Been using Roon for many years, and this problem is ongoing for me.
Perhaps 1/10th of my albums are not automatically identified by Roon after scanning a directory tree configured under settings→storage.
I fix them as I see them / they bother me. The database gets corrupted, I start from scratch, and again albums go unidentifed. If I only had to fix it once that would be less annoying, but repeatedly is more annoying.
Sometimes the tracks aren’t a perfect match to the Roon database (usually a couple of tracks have time differences of a couple of seconds), but sometimes when I do edit → identify Roon finds a perfect match. Why doesn’t it then match automatically instead of having the album unidentified?
Perhaps it’s down to the lack of track numbers in your metadata. Maybe it would survive that if the track numbers were in the filenames, but they also aren’t in the filenames. It possibly means it has too many assumptions to make to match it to anything automatically.
This usually means there are issues with your metadata or something else that means Roon may have found the correct album but isn’t confident enough to auto identify the album, however when you do Edit:Identify Album Roon is giving you potential matches and you are explicitly giving Roon the go ahead to match to that album.

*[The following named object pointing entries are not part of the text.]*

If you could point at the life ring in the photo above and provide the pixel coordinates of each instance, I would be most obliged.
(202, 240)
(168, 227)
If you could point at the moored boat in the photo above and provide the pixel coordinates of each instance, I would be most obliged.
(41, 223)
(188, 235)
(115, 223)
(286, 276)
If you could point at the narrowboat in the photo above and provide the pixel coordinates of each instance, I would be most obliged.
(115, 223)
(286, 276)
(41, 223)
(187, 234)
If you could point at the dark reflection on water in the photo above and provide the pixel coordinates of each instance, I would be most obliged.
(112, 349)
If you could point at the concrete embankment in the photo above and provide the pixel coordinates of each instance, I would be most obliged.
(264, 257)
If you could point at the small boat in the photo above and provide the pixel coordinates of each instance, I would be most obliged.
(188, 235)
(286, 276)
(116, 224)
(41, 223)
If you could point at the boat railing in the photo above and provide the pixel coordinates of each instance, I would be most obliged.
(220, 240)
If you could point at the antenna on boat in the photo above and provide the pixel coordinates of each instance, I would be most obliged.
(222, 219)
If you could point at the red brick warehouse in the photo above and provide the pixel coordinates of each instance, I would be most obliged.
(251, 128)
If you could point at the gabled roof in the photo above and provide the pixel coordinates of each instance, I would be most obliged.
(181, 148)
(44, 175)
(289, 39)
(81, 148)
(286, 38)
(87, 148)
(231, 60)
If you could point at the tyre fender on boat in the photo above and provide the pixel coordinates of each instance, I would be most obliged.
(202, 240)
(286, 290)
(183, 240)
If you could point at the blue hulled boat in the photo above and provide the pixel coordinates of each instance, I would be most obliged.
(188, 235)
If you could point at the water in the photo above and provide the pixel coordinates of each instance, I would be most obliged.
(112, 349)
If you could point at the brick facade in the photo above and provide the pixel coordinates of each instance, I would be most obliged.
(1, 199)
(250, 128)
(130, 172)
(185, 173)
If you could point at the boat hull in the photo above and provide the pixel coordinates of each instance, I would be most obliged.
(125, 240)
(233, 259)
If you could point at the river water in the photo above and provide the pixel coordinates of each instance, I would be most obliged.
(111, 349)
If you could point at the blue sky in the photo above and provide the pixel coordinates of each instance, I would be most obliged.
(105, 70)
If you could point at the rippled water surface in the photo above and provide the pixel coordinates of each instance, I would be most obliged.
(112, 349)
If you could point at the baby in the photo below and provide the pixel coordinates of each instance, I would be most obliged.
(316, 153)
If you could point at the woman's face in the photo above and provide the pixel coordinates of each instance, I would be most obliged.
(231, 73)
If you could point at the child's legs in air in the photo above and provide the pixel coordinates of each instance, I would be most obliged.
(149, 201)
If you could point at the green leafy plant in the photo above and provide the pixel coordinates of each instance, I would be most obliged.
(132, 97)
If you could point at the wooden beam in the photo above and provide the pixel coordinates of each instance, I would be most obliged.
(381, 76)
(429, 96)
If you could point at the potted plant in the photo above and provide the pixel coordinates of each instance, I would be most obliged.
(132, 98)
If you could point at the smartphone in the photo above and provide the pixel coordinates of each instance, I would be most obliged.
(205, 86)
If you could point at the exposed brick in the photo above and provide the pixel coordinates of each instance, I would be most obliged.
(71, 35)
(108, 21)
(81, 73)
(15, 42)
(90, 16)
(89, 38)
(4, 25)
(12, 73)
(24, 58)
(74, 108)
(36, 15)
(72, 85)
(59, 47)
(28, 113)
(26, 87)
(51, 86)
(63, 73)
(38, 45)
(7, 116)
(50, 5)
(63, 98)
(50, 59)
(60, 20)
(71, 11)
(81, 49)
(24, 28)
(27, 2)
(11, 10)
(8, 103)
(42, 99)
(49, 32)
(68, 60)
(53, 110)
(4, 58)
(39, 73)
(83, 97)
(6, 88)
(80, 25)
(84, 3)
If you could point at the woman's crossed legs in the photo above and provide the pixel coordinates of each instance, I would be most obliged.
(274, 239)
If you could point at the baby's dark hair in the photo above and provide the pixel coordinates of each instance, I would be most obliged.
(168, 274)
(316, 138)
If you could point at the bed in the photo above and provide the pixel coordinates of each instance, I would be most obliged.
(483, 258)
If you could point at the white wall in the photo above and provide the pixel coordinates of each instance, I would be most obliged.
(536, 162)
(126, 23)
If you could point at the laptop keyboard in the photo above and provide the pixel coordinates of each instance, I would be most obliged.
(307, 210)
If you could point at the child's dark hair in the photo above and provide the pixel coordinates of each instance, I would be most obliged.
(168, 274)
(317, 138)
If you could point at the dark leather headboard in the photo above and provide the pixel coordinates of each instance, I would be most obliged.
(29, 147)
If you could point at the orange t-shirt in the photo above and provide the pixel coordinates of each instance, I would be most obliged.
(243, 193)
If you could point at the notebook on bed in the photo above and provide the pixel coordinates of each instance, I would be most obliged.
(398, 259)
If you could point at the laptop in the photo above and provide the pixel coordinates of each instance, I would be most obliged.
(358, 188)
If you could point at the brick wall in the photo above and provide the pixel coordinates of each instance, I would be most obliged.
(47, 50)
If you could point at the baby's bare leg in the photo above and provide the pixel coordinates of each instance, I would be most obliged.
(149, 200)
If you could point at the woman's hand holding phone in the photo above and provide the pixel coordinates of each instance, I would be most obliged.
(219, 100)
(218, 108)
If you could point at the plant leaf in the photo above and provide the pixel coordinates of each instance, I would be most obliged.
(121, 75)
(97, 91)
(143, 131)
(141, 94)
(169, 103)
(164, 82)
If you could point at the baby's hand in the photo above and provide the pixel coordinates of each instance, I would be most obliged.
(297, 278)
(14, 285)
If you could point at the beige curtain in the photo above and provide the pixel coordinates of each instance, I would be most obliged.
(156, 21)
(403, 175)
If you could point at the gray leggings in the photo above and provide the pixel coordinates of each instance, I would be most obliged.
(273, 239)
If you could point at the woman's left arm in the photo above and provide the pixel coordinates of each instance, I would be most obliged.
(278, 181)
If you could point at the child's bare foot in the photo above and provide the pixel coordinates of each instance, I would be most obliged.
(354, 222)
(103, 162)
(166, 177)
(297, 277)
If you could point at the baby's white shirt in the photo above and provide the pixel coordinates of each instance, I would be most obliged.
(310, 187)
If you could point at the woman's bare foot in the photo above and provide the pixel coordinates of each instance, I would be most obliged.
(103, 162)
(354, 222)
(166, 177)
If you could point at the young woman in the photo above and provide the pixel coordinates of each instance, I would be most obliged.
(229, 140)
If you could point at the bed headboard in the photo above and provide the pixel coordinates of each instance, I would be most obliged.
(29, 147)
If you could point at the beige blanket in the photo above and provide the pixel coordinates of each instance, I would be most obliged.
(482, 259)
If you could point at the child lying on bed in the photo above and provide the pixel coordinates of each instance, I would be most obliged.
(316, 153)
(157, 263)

The problem with backups is, you don’t know when the corruption happened / which backup to go back to. They always suggest just starting again (and won’t discuss what database they are using to store roon data). And so it goes….
Not really sure how what database Roon uses is relevant.
Roon can be configured to keep multiple backup copies over a period of time. I’d restore the most recent and see if the corruption is there and if so restore one prior to that. Repeat.
It has to be better than restarting and redoing your meta data changes.
Because I want to know what database is so bad it causes corruption, and why they chose that one. My company’s product uses postgres and never has corruption for example.
Yes I’ve gone back through time with backups only to find they were all corrupt.
Anyway, trying adding track numbers (via tag editor 2) such that perhaps all albums will be identified and it won’t matter if the database corrupts. I won’t lose anything….
I think we have been talking on cross purposes; my head was with “failing to identify albums” the subject of this topic and also the title of your support request.
Reading more carefully, I can now see the discussion of DB corruption as well in both topics.